The Collaborative International Dictionary
Pattern matching \Pat"tern match"ing\, n. [See pattern.] a technique in automated data analysis, usually performed on a computer, by which a group of characteristic properties of an unknown object is compared with the comparable groups of characteristics of a set of known objects, to discover the idenity or proper classification of the unknown object.
Note: There are two major types of pattern matching, statistical pattern matching and syntactic pattern matching. In statistical pattern matching, the criteria used to recognize identity or class membership vary, but in general some combination of the differences in the groups of characteristics of known and unknown objects are considered to be a measure of the difference ("distance") between them, and the closest known object or objects are viewed as presenting the most likely identity or class for the unknown object. In syntactic pattern matching, a set of known patterns, e.g. as in the possible order of parts of speech in a language, is defined, and the unknown pattern is compared to find that known pattern or patterns which matches the unknown exactly. In general, statistical pattern matching is used where properties of objects with continuous values are being compared, and syntactic pattern matching where a complex arrangement of at least two different objects may be built by application of a set of rules (a "grammar") for combining the objects in a specified order. Examples of the latter are natural and formal languages.
n. (context computer science English) the act of checking some sequence of tokens for the presence of the constituents of a pattern
In computer science, pattern matching is the act of checking a given sequence of tokens for the presence of the constituents of some pattern. In contrast to pattern recognition, the match usually has to be exact. The patterns generally have the form of either sequences or tree structures. Uses of pattern matching include outputting the locations (if any) of a pattern within a token sequence, to output some component of the matched pattern, and to substitute the matching pattern with some other token sequence (i.e., search and replace).
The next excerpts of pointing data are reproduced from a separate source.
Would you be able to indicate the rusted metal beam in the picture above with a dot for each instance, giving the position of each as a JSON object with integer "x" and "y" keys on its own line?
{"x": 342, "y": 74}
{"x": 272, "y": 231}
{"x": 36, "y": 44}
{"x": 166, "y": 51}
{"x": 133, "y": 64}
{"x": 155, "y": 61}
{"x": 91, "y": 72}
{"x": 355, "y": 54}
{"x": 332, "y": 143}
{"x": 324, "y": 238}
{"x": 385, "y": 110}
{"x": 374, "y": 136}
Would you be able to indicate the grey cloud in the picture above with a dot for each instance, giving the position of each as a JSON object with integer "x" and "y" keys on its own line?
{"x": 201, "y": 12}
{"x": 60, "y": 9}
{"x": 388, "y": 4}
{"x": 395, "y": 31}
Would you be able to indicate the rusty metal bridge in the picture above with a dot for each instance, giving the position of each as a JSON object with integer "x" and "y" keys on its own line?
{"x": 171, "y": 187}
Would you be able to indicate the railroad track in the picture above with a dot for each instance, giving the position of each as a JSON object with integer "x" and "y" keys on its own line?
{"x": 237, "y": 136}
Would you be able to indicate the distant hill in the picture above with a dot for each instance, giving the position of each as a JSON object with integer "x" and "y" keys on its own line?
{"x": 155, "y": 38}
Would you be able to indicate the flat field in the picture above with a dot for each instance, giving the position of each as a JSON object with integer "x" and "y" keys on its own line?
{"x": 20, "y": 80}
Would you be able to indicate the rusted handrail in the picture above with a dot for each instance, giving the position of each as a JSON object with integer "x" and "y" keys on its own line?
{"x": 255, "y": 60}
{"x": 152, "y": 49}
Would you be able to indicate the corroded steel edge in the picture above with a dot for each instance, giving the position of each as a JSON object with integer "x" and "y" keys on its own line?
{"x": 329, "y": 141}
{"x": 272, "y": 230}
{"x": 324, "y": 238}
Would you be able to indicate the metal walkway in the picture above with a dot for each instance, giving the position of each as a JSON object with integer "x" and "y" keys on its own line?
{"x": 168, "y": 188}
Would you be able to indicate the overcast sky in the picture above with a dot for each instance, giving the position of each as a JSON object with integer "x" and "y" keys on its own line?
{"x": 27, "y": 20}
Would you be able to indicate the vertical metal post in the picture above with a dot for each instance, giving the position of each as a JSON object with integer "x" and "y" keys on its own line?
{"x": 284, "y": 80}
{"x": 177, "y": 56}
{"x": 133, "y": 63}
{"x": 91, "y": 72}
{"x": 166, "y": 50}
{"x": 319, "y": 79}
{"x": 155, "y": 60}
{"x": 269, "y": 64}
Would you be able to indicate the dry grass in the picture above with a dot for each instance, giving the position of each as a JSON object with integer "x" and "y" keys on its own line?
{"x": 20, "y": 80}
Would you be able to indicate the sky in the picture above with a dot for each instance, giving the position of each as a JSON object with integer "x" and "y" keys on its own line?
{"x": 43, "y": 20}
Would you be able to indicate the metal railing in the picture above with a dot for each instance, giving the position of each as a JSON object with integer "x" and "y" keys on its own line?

Tree patterns are used in some programming languages as a general tool to process data based on its structure, e.g., Haskell, ML, Scala and the symbolic mathematics language Mathematica have special syntax for expressing tree patterns and a language construct for conditional execution and value retrieval based on it. For simplicity and efficiency reasons, these tree patterns lack some features that are available in regular expressions.
Often it is possible to give alternative patterns that are tried one by one, which yields a powerful conditional programming construct. Pattern matching sometimes include support for guards.
Term rewriting and graph rewriting languages rely on pattern matching for the fundamental way a program evaluates into a result.
Usage examples of "pattern matching".
The B-CRAM automatically does pattern matching of every data entry, in parallel, against a vector of matching 'weights' provided to its input.
Folded under it was len's trousers, fully decorated on the front of the legs and Mtom in a pattern matching the tunic.
He would have searched missing-persons databases, using age progression/ regression photos with pattern matching algorithms.
Behind the sharp-etched lettering the image of the incoming craft was growing steadily larger, its complex computer-generated recognition pattern matching the programmed format perfectly.
They were, Jing thought, like a model of his mind, a pattern matching himself alone as the sky matched the entire world.
Each environment suit, however, bore a brilliant color pattern matching the team name, pale green for the Jengibres and orange for the Eiras, with black helmets for the men and white for the women.
They were nearly as good as humans at visual pattern matching and comparison--or, to put it another way, at recognizing faces and people.
On each sat a small, quilted pillow with a pattern matching that of a sofa that faced the chairs from the other side of the hearth.